# PI Day

Are you ready to cut into some $\pi$ (Pi) facts that are both tasty and educational? Let us dive into the world of Pi, which has no end.

Pi Day is March 14th (3/14), and it’s a celebration of $\pi$, the most famous irrational number in math. First off, why celebrate Pi Day? Well, it’s not just an excuse to indulge in pie (though that’s a perfectly valid reason).

Pi, approximately equal to 3.14159, is **the ratio of a circle’s circumference to its diameter**, a figure that remains constant, regardless of the circle’s size. This simple definition belies the complexity and intrigue of Pi, a number that has no final digit and no pattern to its sequence of numbers.

Pi is not just a mathematical curiosity; it is a fundamental component in the equations that describe the physical universe. From the engineering of bridges to the understanding of the waves, Pi plays a crucial role. It is a cornerstone in the fields of geometry, trigonometry, calculus, physics, and beyond, making it an essential constant in science and engineering.

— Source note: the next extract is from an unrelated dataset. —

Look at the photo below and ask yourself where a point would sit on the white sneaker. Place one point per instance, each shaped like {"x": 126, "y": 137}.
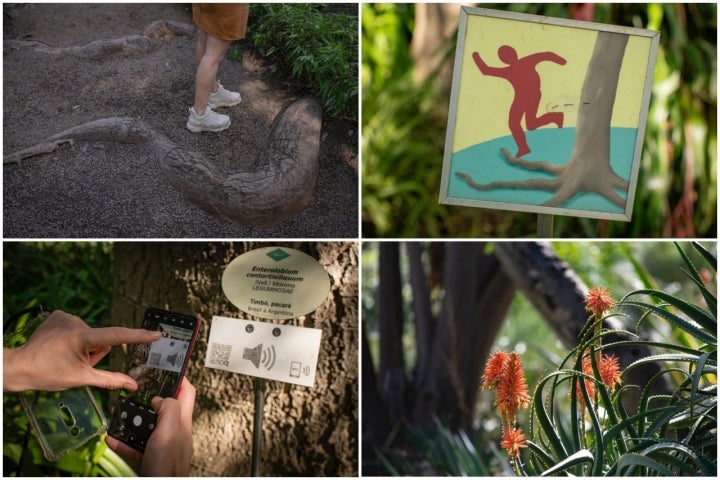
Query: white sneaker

## Bellard’s Formula for Pi

In the late 20th century, Fabrice Bellard introduced a remarkable formula for calculating Pi. The Bellard formula is a faster way to compute the digits of $\pi$, particularly beneficial when using binary computers. Bellard’s formula is derived from an earlier formula by Simon Plouffe and can be stated as:

\[\pi = \frac{1}{2^6} \sum_{n=0}^{\infty} \frac{(-1)^n}{2^{10n}} \left( -\frac{2^5}{4n+1} -\frac{1}{4n+3} +\frac{2^8}{10n+1} -\frac{2^6}{10n+3} -\frac{2^2}{10n+5} -\frac{2^2}{10n+7} +\frac{1}{10n+9} \right)\]This formula is particularly ingenious because it allows the calculation of the nth digit of Pi without needing to compute the preceding digits, a method known as “spigot algorithm”.

## A Fun Fact About Pi

One of the most intresting aspects of Pi is its infinite nature.
Pi is an irrational number, meaning it cannot be exactly expressed as a fraction of two integers.
Moreover, its decimal representation is infinite and non-repeating.
**If you search far enough into the digits of Pi, you can find any possible number sequence, including your birthday, phone number, etc.** This phenomenon is a delightful consequence of Pi’s endless and unpredictable sequence.

I Hope you enjoyed this brief exploration of Pi and had a slice of pie to celebrate Pi Day!

– Ali